The industry is seasonal, with the holiday period from Thanksgiving through the Lunar New Year in Asia the busiest period for jewelry sales. Diminished inventories that follow during the first quarter means cutters and polishers rush to refill stocks of rough stones.

“I can’t see a good summer ahead,” said Ben Davis, a mining analyst in London at Liberum Capital Ltd. “From here it’s hard to be optimistic.”

De Beers and Russia’s Alrosa PJSC, the top rough-diamond producers, pushed hard for a recovery by choking off supply after a slowing Chinese economy and industry credit crunch pushed prices down 18 percent last year. But the underlying issues remain.

While U.S. demand, accounting for about 45 percent of the total, rose to a record last year, other major buyers disappointed, with Chinese consumption up just 1 percent. Petra Diamonds Ltd. and Gem Diamonds Ltd. have both cautioned that gains may not last.

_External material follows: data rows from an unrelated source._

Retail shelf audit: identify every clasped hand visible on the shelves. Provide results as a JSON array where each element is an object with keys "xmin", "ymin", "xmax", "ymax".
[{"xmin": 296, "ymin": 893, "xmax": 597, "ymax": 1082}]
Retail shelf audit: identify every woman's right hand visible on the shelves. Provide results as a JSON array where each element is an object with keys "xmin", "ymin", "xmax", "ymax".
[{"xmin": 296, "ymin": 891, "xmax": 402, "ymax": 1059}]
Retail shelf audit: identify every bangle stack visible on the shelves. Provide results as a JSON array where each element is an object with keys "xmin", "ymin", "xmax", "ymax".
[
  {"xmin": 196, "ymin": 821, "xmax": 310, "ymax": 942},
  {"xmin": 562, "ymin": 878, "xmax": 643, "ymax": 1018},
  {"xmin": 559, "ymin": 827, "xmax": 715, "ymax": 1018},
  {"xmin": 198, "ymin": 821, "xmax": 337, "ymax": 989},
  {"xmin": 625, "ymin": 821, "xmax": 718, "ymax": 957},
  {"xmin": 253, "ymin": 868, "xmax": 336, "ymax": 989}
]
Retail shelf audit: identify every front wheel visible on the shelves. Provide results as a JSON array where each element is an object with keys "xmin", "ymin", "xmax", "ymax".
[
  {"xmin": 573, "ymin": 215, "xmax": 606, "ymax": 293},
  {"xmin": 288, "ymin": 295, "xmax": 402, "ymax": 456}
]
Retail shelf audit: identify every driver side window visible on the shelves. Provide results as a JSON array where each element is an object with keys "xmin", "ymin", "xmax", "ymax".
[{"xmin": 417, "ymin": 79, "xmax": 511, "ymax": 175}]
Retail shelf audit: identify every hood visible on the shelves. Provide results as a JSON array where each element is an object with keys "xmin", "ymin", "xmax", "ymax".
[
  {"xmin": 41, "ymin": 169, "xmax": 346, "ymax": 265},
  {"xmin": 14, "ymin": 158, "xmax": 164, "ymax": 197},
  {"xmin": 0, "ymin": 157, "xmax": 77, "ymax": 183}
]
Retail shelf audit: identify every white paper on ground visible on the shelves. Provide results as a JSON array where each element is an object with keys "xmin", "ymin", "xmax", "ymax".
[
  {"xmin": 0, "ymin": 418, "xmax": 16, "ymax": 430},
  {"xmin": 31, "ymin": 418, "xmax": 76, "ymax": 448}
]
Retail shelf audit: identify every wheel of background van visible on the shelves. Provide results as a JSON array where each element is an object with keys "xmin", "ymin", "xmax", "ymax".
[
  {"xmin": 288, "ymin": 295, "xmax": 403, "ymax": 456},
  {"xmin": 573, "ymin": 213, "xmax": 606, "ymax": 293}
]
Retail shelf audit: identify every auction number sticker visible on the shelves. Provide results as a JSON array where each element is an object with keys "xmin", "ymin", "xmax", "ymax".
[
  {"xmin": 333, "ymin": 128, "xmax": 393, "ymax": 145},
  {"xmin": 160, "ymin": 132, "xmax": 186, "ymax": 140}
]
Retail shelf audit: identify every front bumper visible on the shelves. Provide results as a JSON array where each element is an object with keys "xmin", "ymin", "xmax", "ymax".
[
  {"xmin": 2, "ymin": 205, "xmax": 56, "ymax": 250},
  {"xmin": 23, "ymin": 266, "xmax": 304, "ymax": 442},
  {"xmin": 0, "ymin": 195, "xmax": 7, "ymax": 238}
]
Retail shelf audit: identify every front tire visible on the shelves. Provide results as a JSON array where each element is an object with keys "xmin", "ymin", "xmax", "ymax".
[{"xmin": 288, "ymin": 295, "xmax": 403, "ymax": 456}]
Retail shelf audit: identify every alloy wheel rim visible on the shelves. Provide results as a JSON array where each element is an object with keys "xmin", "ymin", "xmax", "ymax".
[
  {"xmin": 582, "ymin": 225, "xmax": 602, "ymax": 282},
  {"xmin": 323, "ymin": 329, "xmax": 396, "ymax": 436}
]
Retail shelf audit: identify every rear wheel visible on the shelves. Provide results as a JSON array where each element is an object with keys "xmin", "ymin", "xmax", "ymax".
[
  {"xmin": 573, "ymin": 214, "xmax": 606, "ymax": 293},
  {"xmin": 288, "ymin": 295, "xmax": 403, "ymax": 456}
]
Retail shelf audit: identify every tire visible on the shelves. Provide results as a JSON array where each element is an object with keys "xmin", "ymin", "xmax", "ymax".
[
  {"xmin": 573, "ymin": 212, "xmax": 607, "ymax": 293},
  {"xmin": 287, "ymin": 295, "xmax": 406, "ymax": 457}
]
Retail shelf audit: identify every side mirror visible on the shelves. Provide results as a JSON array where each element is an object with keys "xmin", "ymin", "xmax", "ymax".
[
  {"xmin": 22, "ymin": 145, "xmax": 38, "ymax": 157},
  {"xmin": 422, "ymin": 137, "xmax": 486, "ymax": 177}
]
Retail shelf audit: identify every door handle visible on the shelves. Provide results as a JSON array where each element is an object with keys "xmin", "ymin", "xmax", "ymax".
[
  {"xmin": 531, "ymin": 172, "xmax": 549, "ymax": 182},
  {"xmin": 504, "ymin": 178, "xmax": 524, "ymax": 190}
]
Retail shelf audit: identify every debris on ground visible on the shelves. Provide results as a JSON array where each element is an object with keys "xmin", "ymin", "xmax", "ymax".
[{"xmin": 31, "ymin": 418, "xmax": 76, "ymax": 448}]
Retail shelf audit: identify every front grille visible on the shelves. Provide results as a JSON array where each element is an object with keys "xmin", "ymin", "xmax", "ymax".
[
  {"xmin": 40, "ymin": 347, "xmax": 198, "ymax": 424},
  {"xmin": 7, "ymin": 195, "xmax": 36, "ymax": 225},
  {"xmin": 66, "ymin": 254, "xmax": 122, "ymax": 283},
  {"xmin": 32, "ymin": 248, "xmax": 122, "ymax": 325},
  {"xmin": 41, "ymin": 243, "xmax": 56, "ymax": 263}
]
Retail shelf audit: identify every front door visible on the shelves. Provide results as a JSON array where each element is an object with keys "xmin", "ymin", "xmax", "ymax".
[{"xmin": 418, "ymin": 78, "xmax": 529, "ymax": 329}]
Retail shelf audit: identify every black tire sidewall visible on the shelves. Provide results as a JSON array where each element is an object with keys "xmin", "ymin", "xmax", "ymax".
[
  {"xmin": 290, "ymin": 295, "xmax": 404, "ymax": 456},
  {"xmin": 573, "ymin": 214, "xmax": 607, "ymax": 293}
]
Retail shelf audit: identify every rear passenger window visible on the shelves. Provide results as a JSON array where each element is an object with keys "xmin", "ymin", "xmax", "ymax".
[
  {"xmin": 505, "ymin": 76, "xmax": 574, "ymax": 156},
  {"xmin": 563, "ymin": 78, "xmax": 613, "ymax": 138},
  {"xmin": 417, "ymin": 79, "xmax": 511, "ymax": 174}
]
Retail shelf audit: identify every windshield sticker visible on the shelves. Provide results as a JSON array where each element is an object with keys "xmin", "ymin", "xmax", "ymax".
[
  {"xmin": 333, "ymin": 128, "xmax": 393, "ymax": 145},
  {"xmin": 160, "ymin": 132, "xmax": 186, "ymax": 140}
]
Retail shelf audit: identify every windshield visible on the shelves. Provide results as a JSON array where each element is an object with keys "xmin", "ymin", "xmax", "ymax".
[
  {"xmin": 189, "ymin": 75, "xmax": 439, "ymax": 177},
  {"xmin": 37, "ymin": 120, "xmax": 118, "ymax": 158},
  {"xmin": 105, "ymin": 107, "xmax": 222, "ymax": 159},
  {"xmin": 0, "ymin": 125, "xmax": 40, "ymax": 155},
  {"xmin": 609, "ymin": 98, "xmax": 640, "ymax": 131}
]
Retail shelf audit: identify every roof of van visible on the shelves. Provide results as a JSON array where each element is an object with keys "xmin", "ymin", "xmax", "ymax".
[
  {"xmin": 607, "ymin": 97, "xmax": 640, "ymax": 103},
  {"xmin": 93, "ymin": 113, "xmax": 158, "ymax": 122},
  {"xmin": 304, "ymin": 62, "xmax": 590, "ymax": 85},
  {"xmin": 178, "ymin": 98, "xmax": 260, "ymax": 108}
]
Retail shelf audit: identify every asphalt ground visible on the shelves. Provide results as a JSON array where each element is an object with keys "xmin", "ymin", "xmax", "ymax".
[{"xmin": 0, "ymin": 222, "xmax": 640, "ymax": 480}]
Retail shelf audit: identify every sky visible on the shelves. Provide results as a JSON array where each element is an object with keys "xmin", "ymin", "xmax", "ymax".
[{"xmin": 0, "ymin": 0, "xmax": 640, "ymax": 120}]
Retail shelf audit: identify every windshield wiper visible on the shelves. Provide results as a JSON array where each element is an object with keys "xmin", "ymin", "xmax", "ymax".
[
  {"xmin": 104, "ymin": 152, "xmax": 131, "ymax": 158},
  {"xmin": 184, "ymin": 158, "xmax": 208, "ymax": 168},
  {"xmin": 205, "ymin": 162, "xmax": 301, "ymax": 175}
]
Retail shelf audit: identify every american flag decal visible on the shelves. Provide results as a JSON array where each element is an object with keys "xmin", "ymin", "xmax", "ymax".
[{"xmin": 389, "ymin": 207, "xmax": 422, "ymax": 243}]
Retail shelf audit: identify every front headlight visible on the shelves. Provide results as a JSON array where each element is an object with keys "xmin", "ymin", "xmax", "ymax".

Demand is also still being undermined by weak oil prices that hurt Russian and Middle East consumers, while a strong dollar makes diamonds more expensive for those using other currencies. Industry financing remains fragile, with Standard Chartered Plc, one of the biggest lenders in the $12 billion sector, saying this month it is exiting the business.

“I don’t think we’ll test the lows we saw in January, but we could drift lower,” said Liberum’s Davis. “There’s definitely a risk we’ll drift down in the third quarter.”